One model that could explain such findings is that novel and stimulating mental experiences, such as searching on the internet, initially lead to minimal activation before the internet user discovers strategies for solving the unfamiliar mental challenge. After such insights, a broader neural network is engaged. After repeated sessions, the initially novel mental task becomes routine and repetitive, no longer posing a mental challenge. The lower activity observed may thus reflect a more efficient neural response. These results also suggest that previous internet-search experience may alter the brain’s responsiveness in neural circuits controlling decision-making and complex reasoning. The net-savvy volunteers showed increased activation during the internet-search task, which suggests that internet searching may remain a novel and mentally stimulating process even after continued practice.
We also used functional MRI to record brain neural activity during simulated internet-search tasks in 12 net-naive and 12 net-savvy subjects before and after internet training. 39 Based on our previous findings, we hypothesized that net-naive volunteers would recruit a larger frontal lobe network after internet training and that net-savvy volunteers would show either no increase or a decrease in activation after training because of greater cognitive efficiency due to training.
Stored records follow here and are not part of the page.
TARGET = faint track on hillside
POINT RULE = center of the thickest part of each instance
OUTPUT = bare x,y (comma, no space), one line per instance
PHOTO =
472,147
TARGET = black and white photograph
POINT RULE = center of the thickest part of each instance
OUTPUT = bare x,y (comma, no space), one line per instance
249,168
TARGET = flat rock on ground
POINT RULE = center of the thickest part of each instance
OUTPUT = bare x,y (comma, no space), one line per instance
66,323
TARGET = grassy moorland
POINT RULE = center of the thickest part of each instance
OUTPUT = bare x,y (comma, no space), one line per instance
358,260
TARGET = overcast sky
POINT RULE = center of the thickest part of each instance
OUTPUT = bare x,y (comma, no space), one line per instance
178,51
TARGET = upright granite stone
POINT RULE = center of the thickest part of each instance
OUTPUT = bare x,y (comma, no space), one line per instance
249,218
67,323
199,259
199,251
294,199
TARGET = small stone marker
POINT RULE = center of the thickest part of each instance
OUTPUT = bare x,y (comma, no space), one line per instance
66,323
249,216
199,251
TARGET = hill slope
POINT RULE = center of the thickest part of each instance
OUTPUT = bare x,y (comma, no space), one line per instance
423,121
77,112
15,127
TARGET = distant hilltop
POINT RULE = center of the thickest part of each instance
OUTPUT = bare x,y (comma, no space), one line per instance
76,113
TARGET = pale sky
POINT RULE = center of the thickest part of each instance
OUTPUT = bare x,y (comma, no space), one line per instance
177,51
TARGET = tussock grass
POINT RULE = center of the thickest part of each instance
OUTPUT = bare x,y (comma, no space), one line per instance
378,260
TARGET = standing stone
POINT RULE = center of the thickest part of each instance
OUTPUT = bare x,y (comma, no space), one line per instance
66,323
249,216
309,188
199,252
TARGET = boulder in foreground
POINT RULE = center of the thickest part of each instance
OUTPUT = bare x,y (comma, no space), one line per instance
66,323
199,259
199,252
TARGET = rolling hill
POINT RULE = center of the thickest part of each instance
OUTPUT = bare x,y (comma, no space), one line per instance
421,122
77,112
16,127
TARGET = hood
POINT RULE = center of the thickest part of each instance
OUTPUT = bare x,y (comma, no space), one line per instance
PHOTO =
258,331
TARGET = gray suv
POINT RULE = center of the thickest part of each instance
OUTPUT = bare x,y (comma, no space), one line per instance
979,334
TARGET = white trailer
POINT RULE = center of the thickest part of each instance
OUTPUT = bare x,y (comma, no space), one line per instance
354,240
The training consisted of brief instructions on how to search online along with practice sessions (1 hour per day for a week). To increase motivation, participants were told that they would be quizzed on their knowledge of assigned search topics after the experiment.
During their first session, net-naive subjects recruited a neural network that included the superior, middle, and inferior frontal gyri, as well as the lateral occipital cortex and occipital pole. During the second session (after internet training), additional regions in the middle and inferior frontal gyri were recruited only in the net-naive group. By contrast, during their first scan session, the net-savvy subjects recruited a cortical network that, though overlapping with that of the net-naive subjects, showed more extensive regions of activation ( Figures 1 and 2 ). This cortical network included regions that control mental activities supporting tasks required for internet searches, including decision-making, working memory, and the ability to suppress nonrelevant information. Moreover, net-savvy participants showed a pattern of activation that was reduced after the training. This reduction is consistent with our hypothesis that the brain becomes more efficient and possibly habituates to the internet task over time. Overall, these findings suggest that internet searching for relatively short periods of time can change brain-activity patterns in middle-aged and older adults.
Other groups have explored the effects of internet-search training on brain structure and function. Dong and associates 40 studied the influence of short-term internet-search training on white-matter microstructure via diffusion tensor imaging. After 6 training days, they found that the 59 participants (mean age 21 years) showed increased fractional anisotropy (diffusion tensor imaging scans) in the right superior longitudinal fasciculus and within that region, decreased radial diffusivity. These findings suggest that short-term internet-search training may increase white-matter integrity in the right superior longitudinal fasciculus, which could result from increased myelination.
Internet-searching task activations before and after training in internet-naive and internet-savvy subjects. Areas of activation are indicated in blue for baseline and in red for patterns after training.